NYSE: The New York Stock Exchange (NYSE) is the world's largest stock exchange, located in New York City. It serves as a primary market for trading securities of publicly listed companies, allowing investors to buy and sell shares of stock in these corporations.
Pass-Through Taxation: Pass-through taxation refers to a tax structure where the income or losses of a business entity, such as a partnership, S corporation, or limited liability company, are passed through to the owners or shareholders and reported on their individual tax returns. This means the business itself is not subject to income tax, and the tax liability is passed through to the individuals who own the business.
S Corporation: An S corporation is a type of business structure that provides the limited liability benefits of a corporation while allowing the business to be taxed as a pass-through entity, similar to a partnership or sole proprietorship. This allows the corporation's income, losses, deductions, and credits to be passed through to the shareholders, who then report them on their personal tax returns.
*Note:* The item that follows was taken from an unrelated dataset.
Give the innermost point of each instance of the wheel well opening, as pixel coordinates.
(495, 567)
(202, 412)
SEC: The SEC, or the Securities and Exchange Commission, is an independent agency of the United States federal government that is responsible for regulating the securities industry, including the stock market, to protect investors, maintain fair and orderly functioning of securities markets, and facilitate capital formation.
Shareholders: Shareholders are the owners of a corporation, holding shares or stock in the company. They have a vested interest in the success and profitability of the business and are entitled to certain rights and responsibilities based on their ownership stake.